4. What is sympathetically-mediated pain (complex regional pain syndrome)?
Complex regional pain syndrome (CRPS) is another type of neuropathic pain. It is also know as reflex sympathetic dystrophy (RSD), causalgia, sympathetically maintained pain, as well as several other names. This serious pain disorder may result from a major injury, but it also can be caused by a relatively minor trauma. Why CRPS occurs still remains unknown, but no matter what the cause CRPS is associated with severe, debilitating pain. The pain can be so intense that even lightest touch can be excruciating. In addition, the affected limb will usually show signs of abnormal circulation, temperature, and sweating (all associated with abnormal function of the sympathetic nervous system, hence the name reflex sympathetic dystrophy), loss of function, and eventually atrophy of muscles and changes in the hair and skin.
Diagnosing CRPS may often be difficult, because a patient's symptoms and physical findings can mimic other disorders. Unfortunately, there is no specific test for CRPS. The diagnosis is likely if the patient meets certain criteria based on the kind of pain they are having and the symptoms associated with their pain. A block of the sympathetic nerves using local anesthetic has been used to help with the diagnosis, but CRPS can be present even if there is no pain relief after a sympathetic block.
CRPS can sometimes be cured in the early stages with physical therapy, sympathetic nervous system blocks and medication. The longer it remains untreated, however, the less likely the chances of reversing the symptoms. Recognition and treatment should take place as early as possible in the course of the syndrome, but the most important treatment at any stage of CRPS is physical therapy to assist with pain control and to preserve function.
5. How is cancer pain different from chronic pain?
Cancer pain is different from other types of pain for several reasons, and there are special considerations that pain management specialists need to be aware of with cancer patients. Pain associated with cancer can actually arise from many different causes. A tumor can be painful and as it spreads, it can injure other tissues, causing increased pain. Bone pain in particular can be especially severe. Cancer can also affect nerves, resulting in the shooting, burning, or aching characteristics of neuropathic pain. There can be pain associated with some cancer treatments such as chemotherapy, radiation, or surgery. Complications from cancer such as infection, bone fractures or even bruises from multiple intravenous lines can cause additional pain. In addition, weakness and fatigue (which may occur with chemotherapy) may make any type of pain worse, and this can be especially true for cancer patients.
Unlike many chronic pain syndromes, cancer pain will often progress, sometimes rapidly, so treatment has to be adjusted frequently, and opioids (like morphine) may need to be prescribed at higher and higher doses. Unfortunately, patients may develop tolerance to these pain medications, making them less effective at the same time that their pain is increasing.
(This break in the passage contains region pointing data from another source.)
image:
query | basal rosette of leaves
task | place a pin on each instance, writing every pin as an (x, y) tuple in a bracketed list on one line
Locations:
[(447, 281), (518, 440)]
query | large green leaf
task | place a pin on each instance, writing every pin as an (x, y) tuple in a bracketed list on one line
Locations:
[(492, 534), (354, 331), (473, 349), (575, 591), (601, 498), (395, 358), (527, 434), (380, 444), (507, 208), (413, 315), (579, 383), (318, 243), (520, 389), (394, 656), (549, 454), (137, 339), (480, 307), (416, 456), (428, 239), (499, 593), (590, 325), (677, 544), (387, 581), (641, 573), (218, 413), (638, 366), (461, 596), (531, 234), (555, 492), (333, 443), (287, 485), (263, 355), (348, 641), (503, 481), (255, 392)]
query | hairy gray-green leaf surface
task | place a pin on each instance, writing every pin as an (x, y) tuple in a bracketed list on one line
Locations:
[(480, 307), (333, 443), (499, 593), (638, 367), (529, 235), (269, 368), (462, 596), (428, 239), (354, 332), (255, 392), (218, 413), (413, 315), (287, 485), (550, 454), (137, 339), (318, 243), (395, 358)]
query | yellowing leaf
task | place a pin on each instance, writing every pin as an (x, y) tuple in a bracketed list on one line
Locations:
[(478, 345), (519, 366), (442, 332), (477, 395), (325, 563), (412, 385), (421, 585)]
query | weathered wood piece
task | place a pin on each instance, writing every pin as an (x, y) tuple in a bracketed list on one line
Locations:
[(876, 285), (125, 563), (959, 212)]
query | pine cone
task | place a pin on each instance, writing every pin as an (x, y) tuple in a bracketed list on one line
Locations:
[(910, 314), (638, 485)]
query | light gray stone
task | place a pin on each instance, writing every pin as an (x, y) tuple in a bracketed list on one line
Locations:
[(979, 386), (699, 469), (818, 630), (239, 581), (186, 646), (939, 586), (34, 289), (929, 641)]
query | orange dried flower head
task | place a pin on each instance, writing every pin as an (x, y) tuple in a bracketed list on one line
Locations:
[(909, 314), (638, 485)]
When this happens, interventional techniques such as spinal pain pumps or destroying pain nerves may offer significant relief for some cancer patients while allowing the dosage of pain medicines to be lowered. This in turn can help avoid the side effects of opioid medicines, such as sedation or confusion. Ultimately, the pain specialist and primary care physician should work as a team to not only control pain but also help patients maintain dignity, quality of life and the ability to be with family and friends.